Investigating the genetic diversity of Korean C. gigas populations is an essential initial step in improving the species through selective breeding. Thus, the genetic diversity of thirteen Korean populations was examined, providing fundamental data for selective breeding efforts to increase the genetic diversity of Korean C. gigas, which could also serve as valuable baseline data for Pacific oyster breeding improvement in other regions.
High genetic diversity within a population enhances its ability to adapt to environmental changes [30,31,32]. In this study, the genetic diversity of 13 wild populations was found to be low [33]. Generally, in wild populations, the observed (HO) and expected heterozygosity (HE) are similar unless affected by factors like bottlenecks, founder effects, or human intervention [30,31,32]. However, in this study, all populations showed significantly lower HO than HE, likely due to genetic diversity-lowering factors such as bottlenecks, population declines, or inbreeding. HWE is usually stable in wild populations, so deviations across all groups suggest an event disrupting equilibrium. The inbreeding coefficient (FIS) was significant across all populations, indicating ongoing inbreeding and a potential for genetic diversity loss over time [34,35]. A previous study by An et al. on Korean C. gigas (An et al., 2013, HO = 0.777, HE =0.918) reported high genetic diversity, but HO was lower than HE, indicating low observed genetic diversity [2]. Although HO values may differ across markers, the trend of genetic diversity based on the HE and HO relationship was similar between past and present studies [2].
Bottlenecks are often caused by events such as natural disasters, climate change, or disease that rapidly reduce population size [36]. This reduction diminishes genetic diversity, making it crucial to analyze and manage population genetic diversity [37]. All populations showed evidence of bottlenecks, but the L-shaped distribution indicated that, although bottlenecks were detected previously, the genotype distribution has now normalized, suggesting recovery [38]. While the infinite alleles model (IAM) is suitable for identifying recent bottlenecks, historical bottlenecks are better estimated using the M ratio, where values below 0.6 imply a past bottleneck [39,40]. TPM and SMM models are more conservative in detecting bottlenecks than the IAM model and are less likely to detect bottlenecks once they have recovered [39]. Therefore, there is a possibility that a bottleneck existed when it was detected under the IAM model [40].
In this study, M-ratio values (<0.6) suggest historical bottlenecks in the 13 populations of C. gigas, although recovery has since occurred.
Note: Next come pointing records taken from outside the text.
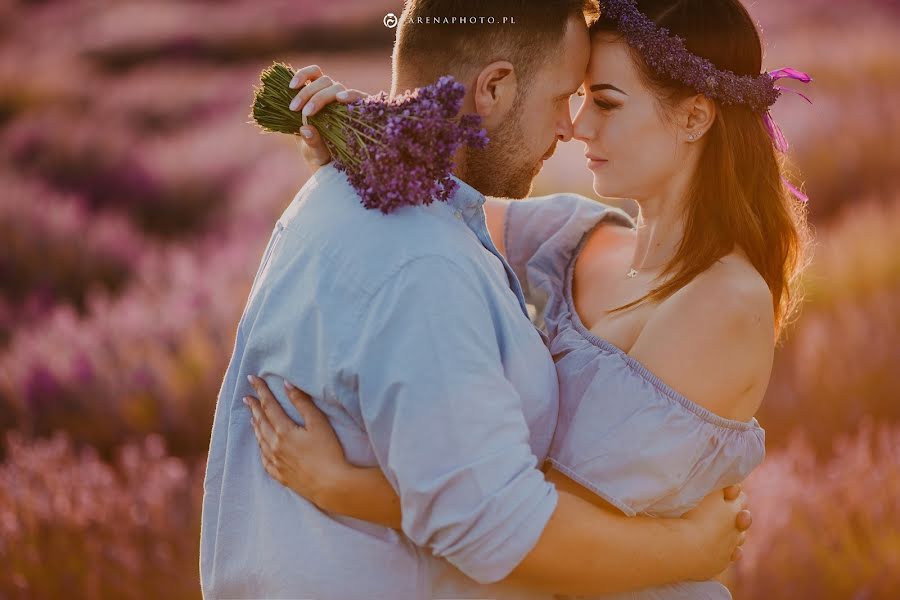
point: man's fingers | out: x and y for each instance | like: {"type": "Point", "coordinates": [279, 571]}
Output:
{"type": "Point", "coordinates": [309, 73]}
{"type": "Point", "coordinates": [732, 492]}
{"type": "Point", "coordinates": [323, 97]}
{"type": "Point", "coordinates": [280, 421]}
{"type": "Point", "coordinates": [265, 433]}
{"type": "Point", "coordinates": [311, 414]}
{"type": "Point", "coordinates": [744, 520]}
{"type": "Point", "coordinates": [302, 98]}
While the specific causes of these bottlenecks remain unclear, the genetic evidence shows that bottleneck events affected all populations in this study. Species in intertidal zones, like C. gigas, experience extreme environmental shifts due to tides, which can lead to population declines [41,42,43]. Given that C. gigas inhabits these zones, it is likely that extreme environmental changes contributed to population declines, resulting in bottleneck effects.
Effective population size (Ne) plays a crucial role in minimizing inbreeding, genetic drift, and preserving genetic diversity [15,44]. Larger Ne slows genetic diversity loss and reduces the impact of inbreeding [43]. Therefore, to enhance the genetic diversity of C. gigas, which is the goal of this study, it is essential to select populations with a larger Ne. In this study, GGD, JD, SA, SR, and WSD were identified as populations with Ne greater than 500. These populations are ideal for breeding, as their genetic diversity is easier to maintain across generations [45,46]. Overall, considering Ne and genetic diversity, GGD, JD, SA, SR, and WSD are the most suitable for breed improvement. Since these groups have lower HO than HE and few individuals with rare alleles or heterozygous genotypes, selective crossbreeding may be necessary to introduce more genetically diverse individuals.
In this study, populations such as AD and CSD showed very low Ne, which may be due to the population characteristics of C. gigas. Wild populations of C. gigas are distributed in the intertidal zone but are not widely distributed. In the field survey for sampling, it was confirmed that C. gigas were concentrated in certain intertidal zones where they had ample attachment and feeding spots. This concentrated population structure may have affected Ne when the initial population was formed. Since Ne is affected by the genetic diversity of the parent population, if the larvae were fertilized from a small number of parent populations when the wild AD and CSD populations were formed or if there was continuous inbreeding, this may be the reason for the low Ne.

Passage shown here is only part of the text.